Following the June 2013 indictment, Brimager faced 10 counts of obstruction of justice and one count of making a false statement to a federal officer. The charges carried a maximum sentence of 205 years in prison and a $2.5 million fine, if convicted of all charges.
In August 2013 – nearly two years after vanishing – Baldelli’s body was discovered on an island off the coastline of Panama’s Isla Carenero.
The FBI said her remains were found zipped up inside a bag on the coastline. Forensic scientists in Panama used DNA analysis on the skull and bones to positively identify the remains as Baldelli.
Currently, Brimager faces 13 charges in connection with Baldelli’s death.
In federal court on Friday, Brimager pleaded not guilty to all charges. His wife attended the hearing but she and the family’s attorney declined to speak with NBC 7.

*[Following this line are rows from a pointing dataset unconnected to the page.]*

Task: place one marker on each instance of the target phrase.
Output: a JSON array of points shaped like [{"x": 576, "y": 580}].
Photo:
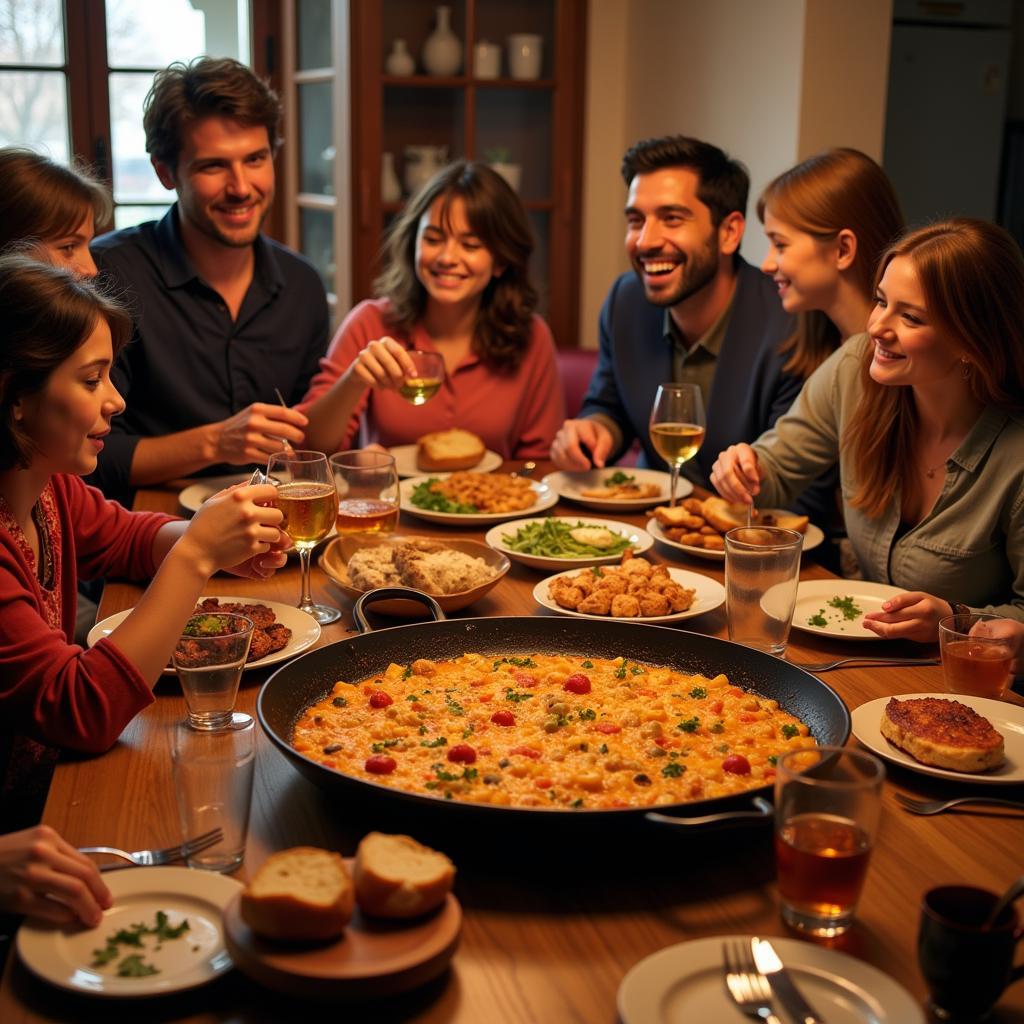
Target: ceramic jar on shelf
[
  {"x": 422, "y": 163},
  {"x": 442, "y": 50},
  {"x": 399, "y": 60}
]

Baldelli’s father, James Faust, niece and other family members also attended the hearing.
Afterwards, Faust and Beyer expressed their disgust toward Brimager and crusade for justice for Baldelli.
“This is the first time I’m seeing the man responsible for my daughter’s death and dismemberment,” Faust told NBC 7. “The family wants justice for Yvonne. We know if she were here, she’d want justice.”
Though Faust said he never personally met Brimager while he was involved with Baldelli, he said the suspect’s actions following Baldelli’s death say a lot about his character.
After seeing Brimager in court Friday, Faust had this to say: “He seemed to be very arrogant to me. His attitude [toward my daughter’s death] was so aloof, as if he had no realization of what he did. He was just very arrogant.”
The father said other family members had met Brimager before he took off to Panama with Baldelli, and said those relatives had an uneasy, “uncomfortable” feeling about him.
Now, he wants to see Brimager convicted in this case, given the “stiffest penalty” possible in both the United States and Panama, where Faust said Brimager also faces charges. The family is currently working with an attorney in Panama to bring Brimager to trial there, too, on murder charges.
Though Brimager now has a wife and children, Faust said he doesn’t deserve time with his family.
“He doesn’t deserve to have that chance to be with his daughters,” said Faust. “He deprived me and the family of being with our daughter, Yvonne.”
Beyer agreed, saying her family has been hurting for years over the death of Baldelli.
“It’s very difficult. We’ve gone through this for years now. We have to live this every single day,” she said.
Beyer said her aunt will forever be remembered for her kindness and charisma.
“She was so beautiful – so full of life. Just an amazing gift from God; we all miss her very much. It’s terrible that she’s gone. Terrible,” she added.
Brimager’s next court hearing in San Diego is slated for Mar. 28.